Des salariés floués
La direction de Continental ferme son usine de Clairoix, malgré ses engagements et les bénéfices.
dans l’hebdo N° 1044 Acheter ce numéro
Travailler plus, pour perdre son boulot… C’est la triste leçon que sont en train de tirer les 1 120 salariés du site de Continental de Clairoix (Oise) depuis l’annonce de la fermeture de leur site. Plusieurs centaines d’entre eux ont manifesté lundi à Reims en scandant : « Nous sommes tous des Kleenex », soutenus par les syndicats, dont la CFTC, majoritaire, mais coupable aux yeux de beaucoup d’avoir signé en 2007 un accord sur le retour aux 40 heures de travail hebdomadaire.
La centrale chrétienne se déclare « odieusement flouée » par une direction coutumière des méthodes musclées. Car, menacés de perdre leur emploi, les « Conti » de Clairoix avaient accepté un accord prévoyant une augmentation de la durée de travail en échange d’embauches, d’investissements et d’une majoration salariale de 100 euros par mois.
Fin février, le directeur du site picard, Louis Forzy, avait mis le feu aux poudres en évoquant l’ « éventualité » d’une fermeture de l’usine, avant de minimiser la portée de ses propos et d’affirmer le 5 mars qu’ « aucune décision n’avait été prise » . La fermeture serait « une trahison » , a affirmé le secrétaire d’État à l’Industrie, Luc Chatel. Mais, le 11 mars, l’équipementier allemand annonce la fermeture de l’usine de production de pneus de Clairoix, invoquant la chute brutale de la demande en Europe. Au total, 1 900 postes seront supprimés, sur les 160 000 que compte Continental dans le monde. Philippe Marini, sénateur-maire UMP de Compiègne, parle d’une décision « sans justification économique » et d’un « délit d’entrave » à l’information des représentants des salariés. Mais l’équipementier allemand a confirmé récemment dans la presse allemande qu’il « ne reviendra pas » sur sa décision.

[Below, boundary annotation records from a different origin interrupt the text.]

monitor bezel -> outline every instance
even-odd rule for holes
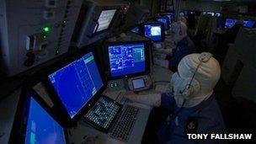
[[[85,104],[83,107],[77,113],[77,115],[71,118],[68,112],[67,111],[64,104],[61,102],[61,99],[59,98],[57,93],[55,91],[55,88],[53,85],[51,84],[48,76],[54,72],[62,68],[63,67],[69,65],[70,63],[73,62],[74,61],[77,61],[80,58],[82,58],[83,56],[88,54],[89,52],[92,52],[93,56],[94,56],[94,61],[97,65],[97,67],[99,69],[99,75],[101,77],[102,82],[103,82],[103,86],[99,89],[99,91],[93,96],[93,98]],[[86,51],[80,51],[80,53],[76,56],[75,58],[72,58],[71,60],[67,60],[66,61],[63,61],[60,63],[59,65],[55,65],[55,67],[51,67],[51,69],[48,71],[47,74],[45,74],[43,83],[49,93],[49,95],[52,96],[51,99],[56,104],[60,110],[63,111],[63,115],[62,119],[63,121],[67,123],[68,126],[72,126],[75,125],[75,123],[81,119],[83,115],[84,115],[88,110],[90,109],[90,108],[96,103],[98,99],[99,98],[100,94],[104,92],[104,90],[106,88],[106,81],[105,78],[103,77],[103,73],[101,71],[101,68],[99,67],[99,57],[96,55],[96,52],[93,49],[88,49]]]
[[[104,10],[115,10],[115,14],[114,14],[114,16],[113,16],[113,18],[112,18],[112,19],[111,19],[111,22],[110,22],[109,27],[108,27],[107,29],[103,29],[103,30],[100,30],[100,31],[97,31],[97,29],[99,29],[99,28],[98,28],[98,29],[95,29],[95,32],[94,32],[94,28],[96,27],[96,25],[95,25],[95,26],[93,28],[93,31],[92,31],[93,36],[95,36],[95,35],[99,35],[99,34],[102,34],[102,33],[104,33],[104,32],[106,32],[106,31],[109,31],[109,30],[110,29],[110,28],[113,26],[114,21],[116,19],[117,15],[118,15],[118,13],[119,13],[119,11],[120,11],[120,8],[117,8],[117,7],[115,7],[115,8],[102,8],[102,9],[100,9],[100,13],[99,13],[98,17],[96,18],[97,22],[99,21],[99,17],[100,17],[100,14],[101,14],[101,13],[102,13],[103,11],[104,11]]]
[[[28,84],[29,85],[29,84]],[[13,128],[8,143],[24,143],[26,138],[26,131],[28,125],[28,116],[29,113],[30,99],[33,98],[42,109],[44,109],[56,123],[63,128],[66,143],[69,143],[67,126],[61,121],[57,120],[57,116],[53,112],[41,97],[31,88],[24,86],[21,88],[17,110],[15,112]]]
[[[142,79],[142,80],[143,80],[144,87],[137,88],[134,88],[134,83],[133,83],[133,82],[136,81],[136,80],[138,80],[138,79]],[[143,88],[146,87],[146,82],[145,82],[145,79],[144,79],[143,77],[139,77],[139,78],[132,79],[132,80],[131,80],[131,84],[132,84],[132,88],[133,88],[134,89],[141,89],[141,88]]]
[[[238,19],[237,19],[237,18],[232,18],[232,17],[227,17],[227,18],[225,18],[224,29],[227,29],[227,30],[228,30],[228,29],[231,29],[232,27],[232,28],[229,28],[229,29],[228,29],[228,28],[226,28],[226,23],[227,23],[227,19],[236,19],[237,21],[238,20]]]
[[[151,38],[149,38],[149,37],[147,37],[146,35],[145,35],[145,25],[146,24],[152,24],[152,25],[161,25],[161,36],[162,36],[162,40],[152,40]],[[149,39],[151,41],[153,41],[153,42],[163,42],[163,41],[164,41],[164,39],[165,39],[165,33],[164,33],[164,31],[165,31],[165,29],[164,29],[164,25],[163,25],[163,23],[160,23],[160,22],[149,22],[149,23],[144,23],[143,24],[142,24],[142,29],[141,29],[142,30],[142,35],[143,35],[143,36],[144,37],[146,37],[146,38],[147,38],[147,39]]]
[[[247,28],[247,29],[253,29],[253,28],[256,27],[256,19],[243,19],[243,23],[244,21],[254,21],[254,22],[255,22],[254,24],[253,24],[253,26],[252,28],[246,27],[246,26],[244,26],[243,24],[243,26],[244,28]]]
[[[130,45],[130,44],[144,44],[144,50],[145,50],[145,72],[136,72],[132,74],[127,74],[127,75],[120,75],[120,76],[111,76],[111,71],[110,71],[110,64],[109,64],[109,46],[114,46],[114,45]],[[145,74],[148,74],[150,72],[150,47],[148,44],[148,40],[136,40],[136,41],[119,41],[119,42],[109,42],[105,45],[105,53],[107,55],[107,63],[106,67],[108,67],[108,72],[106,77],[108,80],[114,80],[114,79],[119,79],[123,77],[132,77],[135,76],[141,76]]]
[[[157,16],[156,18],[155,18],[155,20],[157,21],[157,22],[159,22],[159,21],[157,21],[157,19],[167,19],[167,22],[168,22],[168,24],[167,24],[167,29],[165,29],[165,26],[164,26],[164,24],[163,24],[163,28],[164,28],[164,30],[168,30],[169,29],[170,29],[170,20],[169,20],[169,18],[168,17],[168,16],[165,16],[165,15],[161,15],[161,16]],[[160,22],[160,23],[162,23],[162,22]]]
[[[88,119],[86,117],[83,117],[82,120],[83,120],[83,121],[88,123],[88,125],[92,125],[95,129],[97,129],[97,130],[99,130],[99,131],[100,131],[102,132],[108,133],[109,131],[109,130],[111,129],[111,127],[113,126],[113,125],[115,124],[115,121],[116,121],[116,119],[118,119],[118,115],[120,114],[121,109],[123,108],[123,105],[120,104],[120,103],[116,102],[115,100],[114,100],[114,99],[107,97],[107,96],[101,95],[101,97],[103,97],[104,99],[107,99],[108,100],[111,101],[112,103],[116,104],[119,106],[119,109],[118,109],[117,113],[115,114],[115,115],[114,116],[114,118],[113,118],[112,121],[110,122],[109,127],[104,128],[104,127],[100,126],[99,125],[96,124],[95,122],[92,121],[91,120],[89,120],[89,119]],[[99,98],[99,99],[100,99],[100,97]],[[98,102],[98,100],[97,100],[97,102]],[[95,105],[95,104],[93,105],[93,107]]]

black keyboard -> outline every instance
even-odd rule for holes
[[[120,141],[127,141],[138,113],[138,108],[127,105],[112,130],[110,136]]]

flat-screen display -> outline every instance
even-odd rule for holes
[[[63,128],[31,97],[26,127],[26,144],[65,144]]]
[[[139,34],[139,27],[136,26],[136,27],[131,29],[131,32],[134,32],[134,33],[136,33],[136,34]]]
[[[145,81],[143,78],[137,78],[132,80],[132,85],[135,89],[141,88],[146,86]]]
[[[156,20],[157,22],[161,22],[163,24],[165,30],[168,30],[169,29],[170,20],[169,20],[168,17],[167,17],[167,16],[166,17],[157,17],[157,18],[156,18]]]
[[[162,26],[161,24],[147,24],[144,25],[144,35],[150,38],[152,41],[162,41]]]
[[[72,119],[104,86],[92,52],[48,76]]]
[[[98,29],[96,25],[94,27],[93,32],[99,32],[109,29],[115,12],[116,9],[103,10],[98,19],[98,23],[99,23]]]
[[[244,20],[243,22],[243,26],[246,28],[254,28],[256,21],[255,20]]]
[[[109,45],[108,50],[112,77],[146,71],[144,43]]]
[[[225,23],[225,29],[230,29],[232,27],[233,27],[236,24],[237,21],[237,19],[227,19]]]

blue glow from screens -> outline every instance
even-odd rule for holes
[[[225,29],[230,29],[232,27],[233,27],[237,19],[226,19],[226,24],[225,24]]]
[[[168,22],[168,17],[166,17],[166,18],[157,18],[157,21],[163,23],[164,29],[166,29],[166,30],[168,29],[169,22]]]
[[[139,27],[136,26],[136,27],[133,28],[132,29],[131,29],[131,31],[139,34]]]
[[[143,43],[109,46],[109,56],[111,77],[145,72]]]
[[[221,17],[221,13],[215,13],[215,16],[216,16],[216,17]]]
[[[173,14],[171,13],[166,14],[166,16],[169,18],[169,22],[170,22],[170,23],[173,23]]]
[[[146,37],[150,38],[153,41],[163,40],[161,25],[145,24],[144,29],[144,35]]]
[[[253,28],[255,25],[255,20],[244,20],[243,25],[246,28]]]
[[[33,98],[30,99],[25,143],[66,143],[63,128]]]
[[[48,77],[71,118],[104,85],[92,52]]]

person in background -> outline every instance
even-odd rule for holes
[[[174,23],[171,29],[171,38],[174,42],[175,48],[156,50],[158,53],[166,54],[170,56],[167,58],[165,56],[154,56],[154,64],[169,68],[174,72],[177,72],[178,64],[184,56],[195,53],[197,51],[194,42],[187,35],[188,28],[184,23]]]
[[[213,88],[221,76],[219,62],[211,53],[190,54],[171,78],[173,92],[135,94],[125,98],[154,107],[142,143],[215,143],[189,140],[186,134],[223,133],[225,125]]]
[[[179,14],[178,21],[181,21],[181,22],[184,23],[185,24],[187,24],[187,19],[184,17],[184,13],[180,13]]]

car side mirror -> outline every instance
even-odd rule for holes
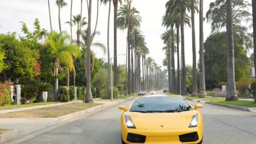
[[[118,107],[120,110],[124,110],[125,112],[127,111],[126,107],[125,105],[121,105]]]
[[[194,110],[197,110],[198,109],[202,108],[203,107],[203,105],[201,104],[196,104],[195,106],[195,108],[194,108]]]

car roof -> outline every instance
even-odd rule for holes
[[[154,94],[154,95],[139,96],[139,97],[138,97],[138,98],[141,98],[158,97],[177,97],[177,98],[183,97],[182,95],[174,95],[174,94]]]

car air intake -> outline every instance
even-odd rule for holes
[[[144,143],[146,141],[146,136],[128,133],[127,141],[133,143]]]
[[[198,135],[196,132],[179,135],[179,140],[182,142],[194,142],[198,140]]]

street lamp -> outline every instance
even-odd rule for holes
[[[114,99],[113,98],[113,80],[112,80],[112,59],[114,58],[120,56],[126,56],[125,54],[119,55],[116,56],[114,56],[112,58],[110,58],[110,71],[111,71],[111,101],[113,101]]]

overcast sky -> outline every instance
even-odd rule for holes
[[[51,19],[53,29],[59,31],[58,9],[55,4],[55,0],[50,0]],[[61,9],[61,23],[62,31],[70,33],[69,26],[65,23],[69,21],[71,0],[65,0],[68,6]],[[146,35],[147,46],[149,49],[149,56],[153,57],[156,63],[162,65],[164,52],[162,51],[164,46],[160,35],[166,30],[161,26],[161,17],[165,13],[165,3],[167,0],[133,0],[132,7],[136,7],[141,13],[142,23],[141,29]],[[204,16],[209,8],[209,4],[214,0],[204,1]],[[96,0],[92,0],[92,28],[94,29],[96,16]],[[113,6],[113,5],[112,5]],[[120,6],[120,5],[119,5]],[[73,0],[73,14],[80,13],[80,1]],[[9,0],[3,1],[0,5],[0,33],[16,32],[22,34],[20,21],[27,23],[30,29],[33,29],[33,23],[36,18],[38,18],[41,27],[48,31],[50,29],[49,19],[47,0]],[[100,42],[107,46],[107,28],[108,20],[108,4],[100,5],[98,23],[97,30],[101,32],[101,35],[95,38],[95,42]],[[87,5],[84,0],[83,16],[87,17]],[[113,56],[113,7],[112,7],[110,20],[110,56]],[[199,59],[199,15],[195,15],[196,41],[197,59]],[[75,27],[73,28],[73,39],[75,38]],[[205,40],[211,33],[211,25],[206,22],[204,23]],[[118,54],[125,53],[126,32],[118,31]],[[192,41],[191,28],[188,26],[185,28],[185,55],[186,64],[192,65]],[[180,46],[181,47],[181,46]],[[92,47],[97,57],[107,58],[107,55],[97,47]],[[177,56],[175,56],[176,61]],[[119,64],[125,62],[125,56],[120,56],[118,59]],[[177,67],[177,66],[176,66]],[[177,67],[176,67],[177,68]]]

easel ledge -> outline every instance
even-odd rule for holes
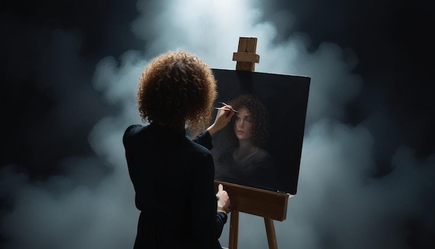
[[[230,194],[229,209],[283,221],[287,218],[289,193],[251,188],[225,182],[215,181],[215,188],[222,184]]]

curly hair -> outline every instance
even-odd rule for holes
[[[236,110],[241,110],[245,108],[252,118],[251,133],[252,134],[252,143],[257,147],[262,147],[265,145],[269,138],[269,114],[268,109],[255,97],[250,95],[238,96],[229,102],[229,104]],[[236,140],[234,134],[234,124],[236,115],[233,116],[230,125],[227,127],[231,130],[231,136],[233,140]]]
[[[145,66],[137,101],[144,122],[187,124],[196,134],[208,124],[216,95],[216,80],[206,64],[192,54],[170,51]]]

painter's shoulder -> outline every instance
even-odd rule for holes
[[[128,140],[129,138],[132,137],[135,134],[137,134],[140,130],[144,129],[145,127],[142,124],[131,124],[129,126],[124,132],[124,136],[122,136],[122,140],[125,142],[126,140]]]

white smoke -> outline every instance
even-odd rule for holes
[[[197,54],[211,67],[234,69],[232,53],[241,36],[258,38],[256,71],[311,77],[298,192],[288,201],[287,219],[274,222],[279,247],[409,248],[407,223],[433,216],[427,207],[434,203],[428,206],[423,196],[434,189],[435,172],[429,166],[435,159],[418,161],[412,149],[403,147],[391,159],[391,173],[372,177],[376,138],[363,124],[342,123],[346,104],[363,84],[352,72],[357,56],[333,43],[309,51],[307,34],[276,43],[280,31],[262,20],[259,6],[247,0],[139,1],[140,15],[131,27],[147,42],[145,50],[126,51],[119,60],[108,56],[94,74],[95,90],[120,106],[89,136],[95,157],[65,159],[64,167],[75,171],[40,184],[28,184],[12,170],[2,171],[1,179],[8,179],[2,189],[15,196],[2,224],[2,232],[10,238],[8,248],[132,248],[138,211],[122,136],[129,124],[140,122],[135,94],[141,70],[153,56],[178,49]],[[97,186],[77,184],[92,179],[87,169],[93,163],[113,170]],[[240,248],[267,248],[261,218],[242,214],[240,223]],[[433,223],[425,226],[433,233]],[[220,239],[224,246],[228,233],[229,224]]]

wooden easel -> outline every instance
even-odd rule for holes
[[[236,70],[254,71],[255,63],[260,61],[260,56],[255,54],[256,42],[256,38],[239,38],[238,49],[233,54],[233,61],[237,61]],[[277,249],[273,220],[286,219],[290,195],[219,181],[215,181],[216,189],[219,184],[230,196],[229,249],[237,249],[239,212],[263,217],[269,248]]]

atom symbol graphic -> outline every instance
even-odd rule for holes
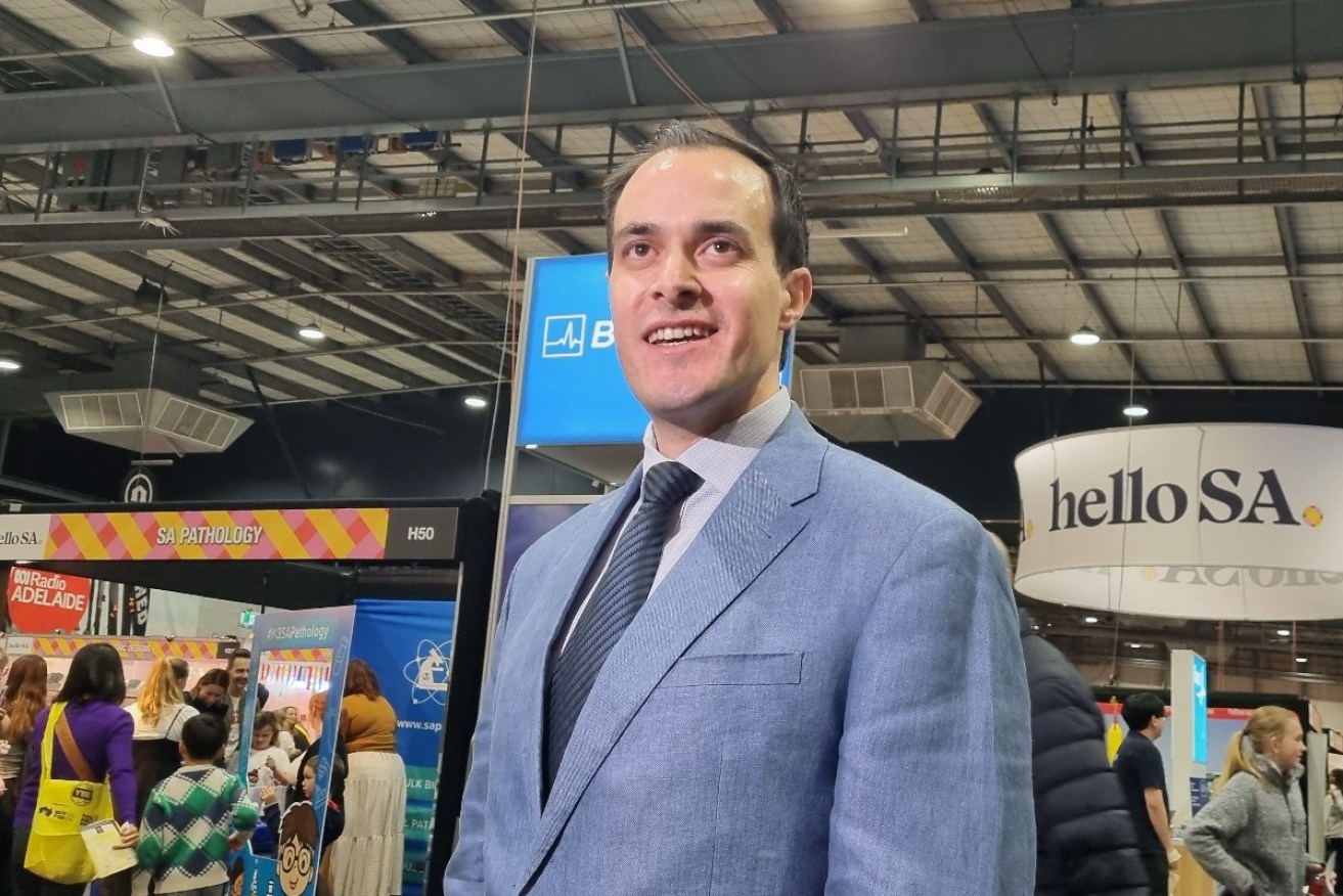
[[[453,642],[434,643],[420,638],[415,658],[406,664],[406,680],[411,682],[411,704],[436,703],[447,705],[447,658]]]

Selon un porte-parole de Continental, les coûts de fabrication à Clairoix sont 20 % plus élevés que ceux d’une autre usine française, située à Sarreguemines. Les salariés de Clairoix seraient devenus les mauvais élèves de Continental. Pourtant, l’usine de Clairoix « fait des bénéfices » , a reconnu la direction, qui ajoute que le groupe a essuyé une perte nette de 1,12 milliard d’euros en 2008, alors que les dividendes versés aux actionnaires ont été multipliées par 5 en dix ans. De plus, l’équipementier est empêtré depuis plusieurs mois dans un imbroglio financier : son rachat par Schaeffler, un groupe familial qui croule sous les dettes (10 milliards d’euros) et est désormais incapable de financer seul l’acquisition de Continental, trois fois plus gros que lui. Les « Conti » de Clairoix font donc les frais d’une opération financière organisée par des actionnaires trop voraces.
Dans cette affaire, il n’y a que le président de la CGPME, Jean-François Roubaud, qui a jugé que cela n’invalidait pas l’idée de « travailler plus ».